Cosmétique éthique: des produits qui préservent la faune et font du bien à la peau
© Getty Images/iStockphoto

 » Pour nous, tout cela va dans le bon sens, plaide Tanguy De Ripainsel, directeur général chez Planet Parfum. C’est une bonne chose que le client ait conscience de ce qu’il se met sur la peau et soit, comme pour son alimentation et ses vêtements, plus attentif à ce qu’il choisit, s’intéressant même à la provenance des ingrédients. C’est sain et cela oblige tous les acteurs à se remettre en question. La cruauté envers les animaux n’a plus sa place dans notre industrie. Notre nouvelle gamme de pinceaux, par exemple, n’utilise que des poils synthétiques, ce qui n’enlève rien à leur qualité. Je serais plus circonspect lorsque l’on parle de la suppression pure et simple d’autres ingrédients, comme la cire d’abeille notamment, sans avoir bien réfléchi à ce que l’on pourra utiliser comme substitut.  »

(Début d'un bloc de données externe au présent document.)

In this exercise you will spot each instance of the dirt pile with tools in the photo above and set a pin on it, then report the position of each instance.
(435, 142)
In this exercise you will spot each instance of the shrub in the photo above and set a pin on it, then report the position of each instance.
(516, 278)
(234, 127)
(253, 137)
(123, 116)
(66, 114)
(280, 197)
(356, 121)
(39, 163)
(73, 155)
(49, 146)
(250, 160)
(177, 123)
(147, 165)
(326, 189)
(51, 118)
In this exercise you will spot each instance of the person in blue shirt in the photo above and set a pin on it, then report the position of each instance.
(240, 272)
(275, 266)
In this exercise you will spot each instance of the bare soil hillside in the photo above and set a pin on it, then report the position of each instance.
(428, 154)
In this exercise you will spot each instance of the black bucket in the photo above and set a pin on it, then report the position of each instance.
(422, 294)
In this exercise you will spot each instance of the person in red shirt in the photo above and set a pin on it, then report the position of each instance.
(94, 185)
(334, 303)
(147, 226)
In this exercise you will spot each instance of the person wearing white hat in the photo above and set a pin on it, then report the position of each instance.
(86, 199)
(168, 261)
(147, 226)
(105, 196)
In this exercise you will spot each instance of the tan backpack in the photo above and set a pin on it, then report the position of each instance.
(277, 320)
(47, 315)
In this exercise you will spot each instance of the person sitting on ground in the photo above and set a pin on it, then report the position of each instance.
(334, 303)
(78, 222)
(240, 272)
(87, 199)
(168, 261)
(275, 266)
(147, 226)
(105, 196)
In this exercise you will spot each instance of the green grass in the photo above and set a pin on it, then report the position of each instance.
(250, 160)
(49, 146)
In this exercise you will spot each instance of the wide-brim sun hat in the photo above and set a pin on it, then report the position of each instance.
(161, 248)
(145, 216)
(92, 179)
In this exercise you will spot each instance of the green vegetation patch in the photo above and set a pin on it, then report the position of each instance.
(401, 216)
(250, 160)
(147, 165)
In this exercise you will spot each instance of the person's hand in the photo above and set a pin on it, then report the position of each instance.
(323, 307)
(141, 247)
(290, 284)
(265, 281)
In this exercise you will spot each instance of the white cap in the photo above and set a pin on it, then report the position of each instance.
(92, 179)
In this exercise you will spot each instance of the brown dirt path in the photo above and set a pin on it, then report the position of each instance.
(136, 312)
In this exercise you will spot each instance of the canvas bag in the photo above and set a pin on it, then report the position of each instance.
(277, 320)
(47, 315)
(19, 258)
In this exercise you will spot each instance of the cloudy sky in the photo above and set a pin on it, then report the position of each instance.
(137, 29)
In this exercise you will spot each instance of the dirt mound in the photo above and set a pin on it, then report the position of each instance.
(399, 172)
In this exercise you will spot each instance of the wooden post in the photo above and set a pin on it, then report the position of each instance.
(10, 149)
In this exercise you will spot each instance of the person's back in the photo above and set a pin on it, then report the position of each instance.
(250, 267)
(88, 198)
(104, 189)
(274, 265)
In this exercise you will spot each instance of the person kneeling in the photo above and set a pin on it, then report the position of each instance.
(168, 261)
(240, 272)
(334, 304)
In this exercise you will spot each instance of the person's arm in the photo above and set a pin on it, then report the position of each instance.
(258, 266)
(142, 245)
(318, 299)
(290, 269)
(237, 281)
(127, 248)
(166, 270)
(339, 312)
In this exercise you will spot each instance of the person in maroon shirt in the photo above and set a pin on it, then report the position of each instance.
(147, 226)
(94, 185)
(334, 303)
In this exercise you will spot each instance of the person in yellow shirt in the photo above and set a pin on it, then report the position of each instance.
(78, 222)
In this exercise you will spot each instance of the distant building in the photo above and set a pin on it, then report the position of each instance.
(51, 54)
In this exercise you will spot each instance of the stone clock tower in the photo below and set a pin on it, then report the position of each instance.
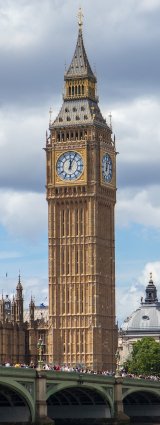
(81, 195)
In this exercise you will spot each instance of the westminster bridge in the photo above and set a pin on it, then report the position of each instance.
(34, 396)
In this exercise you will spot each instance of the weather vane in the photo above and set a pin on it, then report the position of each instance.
(80, 18)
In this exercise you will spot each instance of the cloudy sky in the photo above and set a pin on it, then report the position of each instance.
(122, 38)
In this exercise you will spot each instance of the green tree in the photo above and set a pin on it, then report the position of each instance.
(145, 357)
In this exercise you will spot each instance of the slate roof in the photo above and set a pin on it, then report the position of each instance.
(146, 318)
(39, 313)
(79, 113)
(80, 65)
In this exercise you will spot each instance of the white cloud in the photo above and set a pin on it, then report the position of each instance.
(129, 297)
(137, 126)
(9, 255)
(142, 207)
(23, 215)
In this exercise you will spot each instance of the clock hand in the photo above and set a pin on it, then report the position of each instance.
(70, 163)
(73, 158)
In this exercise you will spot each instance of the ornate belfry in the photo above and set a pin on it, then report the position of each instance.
(81, 195)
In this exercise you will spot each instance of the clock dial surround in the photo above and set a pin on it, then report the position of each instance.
(70, 166)
(107, 169)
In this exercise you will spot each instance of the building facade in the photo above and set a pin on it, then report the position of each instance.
(81, 195)
(21, 329)
(145, 321)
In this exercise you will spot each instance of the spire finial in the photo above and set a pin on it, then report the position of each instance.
(50, 115)
(80, 23)
(110, 116)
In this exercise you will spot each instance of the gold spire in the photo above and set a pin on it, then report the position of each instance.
(50, 113)
(80, 23)
(110, 116)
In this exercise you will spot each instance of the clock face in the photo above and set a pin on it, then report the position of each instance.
(70, 166)
(107, 168)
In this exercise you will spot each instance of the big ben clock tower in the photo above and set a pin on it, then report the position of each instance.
(81, 195)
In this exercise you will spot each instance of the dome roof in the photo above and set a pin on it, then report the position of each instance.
(147, 316)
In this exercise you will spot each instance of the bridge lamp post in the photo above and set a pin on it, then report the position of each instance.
(117, 356)
(40, 347)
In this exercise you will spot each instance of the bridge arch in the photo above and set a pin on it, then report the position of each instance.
(19, 390)
(78, 399)
(141, 401)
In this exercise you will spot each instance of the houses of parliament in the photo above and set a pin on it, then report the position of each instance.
(79, 325)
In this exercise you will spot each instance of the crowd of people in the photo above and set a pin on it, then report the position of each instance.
(77, 369)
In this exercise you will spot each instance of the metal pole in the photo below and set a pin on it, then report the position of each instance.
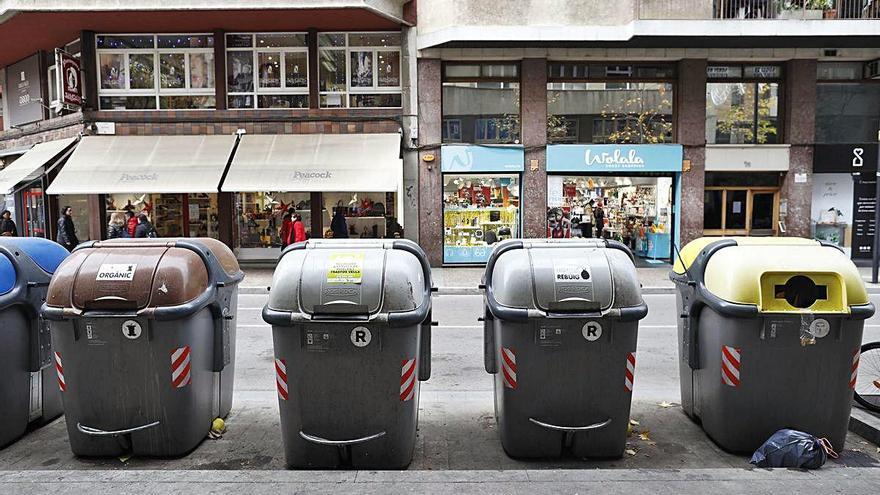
(875, 249)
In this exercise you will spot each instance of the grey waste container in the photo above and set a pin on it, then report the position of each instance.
(769, 336)
(561, 322)
(28, 390)
(144, 334)
(351, 327)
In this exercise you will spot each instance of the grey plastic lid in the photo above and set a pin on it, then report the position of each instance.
(346, 279)
(564, 276)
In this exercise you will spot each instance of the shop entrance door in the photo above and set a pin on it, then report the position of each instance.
(741, 211)
(34, 212)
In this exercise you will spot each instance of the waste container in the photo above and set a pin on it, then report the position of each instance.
(560, 328)
(144, 334)
(769, 334)
(28, 389)
(351, 327)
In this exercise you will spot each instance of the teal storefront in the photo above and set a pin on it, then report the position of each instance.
(481, 200)
(633, 190)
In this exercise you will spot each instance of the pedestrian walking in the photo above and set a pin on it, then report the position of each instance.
(117, 228)
(131, 223)
(7, 226)
(145, 229)
(338, 225)
(67, 230)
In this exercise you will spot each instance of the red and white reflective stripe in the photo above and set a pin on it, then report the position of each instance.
(60, 370)
(407, 379)
(508, 367)
(854, 370)
(281, 378)
(181, 369)
(730, 365)
(630, 371)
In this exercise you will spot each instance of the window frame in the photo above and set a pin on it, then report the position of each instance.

Un composant qui, quasiment incontournable dès que l’on parle de sticks mais également de baumes nourrissants, est à coup sûr de ceux qui divisent les végans intègres et les défenseurs de la cosmétique naturelle refusant de se priver de ses bienfaits.  » C’est la seule matière première d’origine animale subsistant encore dans nos formules qui sont aujourd’hui à 88 % véganes, pointe Christine Delfaut Sara, en charge de la communication internationale chez Yves Rocher. Et il ne s’agit que d’une sécrétion. Même dans nos maquillages, nous nous sommes interdits le carmin de cochenille car nous avons toujours eu la cause animale à coeur, pas sur le seul spectre du produit mais plus largement via l’attention que nous portons aux écosystèmes dans lesquels nous avons développé nos activités.  »

Dans le même ordre d’idées, Rituals a préféré se contenter du label  » vegan friendly  » pour chapeauter sa nouvelle ligne de soins visage 100 % naturels : seuls deux compositions sur les quarante que compte l’assortiment complet ne sont pas totalement véganes, car elles contiennent, elles aussi, de la cire d’abeille.  » Nous l’avons conservée dans deux baumes parce que nous sommes convaincus qu’elle est bonne pour la peau, justifie Niki Kauffmann-Schilling, directrice innovation et durabilité. Et les insectes ne sont pas blessés lors des processus de récolte. C’est important pour nous d’oser exprimer nos convictions. Se profiler comme végan n’est pas l’objectif de notre entreprise mais un plus qui accompagne notre souci de proposer des soins toujours plus naturels. Nous voulons respecter la nature et les animaux tout en en tirant le meilleur dans le cadre d’un sourçage durable.  »

Objectif zéro cruauté

Installée depuis sept ans déjà dans le quartier de la place du Châtelain, à Bruxelles, Sophie Trenteseaux, fondatrice de la marque de cosmétiques bio Makesenz, a choisi pour sa part de modifier l’unique formule qui contenait de la cire afin d’obtenir la certification PETA, l’une des plus strictes du secteur.  » L’engouement actuel pour la cosmétique naturelle est indéniable, constate l’entrepreneuse bruxelloise. Mais à côté de celles qui poussent la porte du magasin parce qu’elles sont certaines que c’est meilleur pour leur peau, je vois apparaître deux nouveaux profils, pas nécessairement distincts d’ailleurs, intéressés par le véganisme et tout ce qui touche à la vague zéro déchet.  » La cible est jeune, féminine, plutôt aisée et particulièrement bien informée, notamment via les blogs et les chaînes YouTube d’influenceuses spécialisées, en grande majorité installées à New York ou en Californie.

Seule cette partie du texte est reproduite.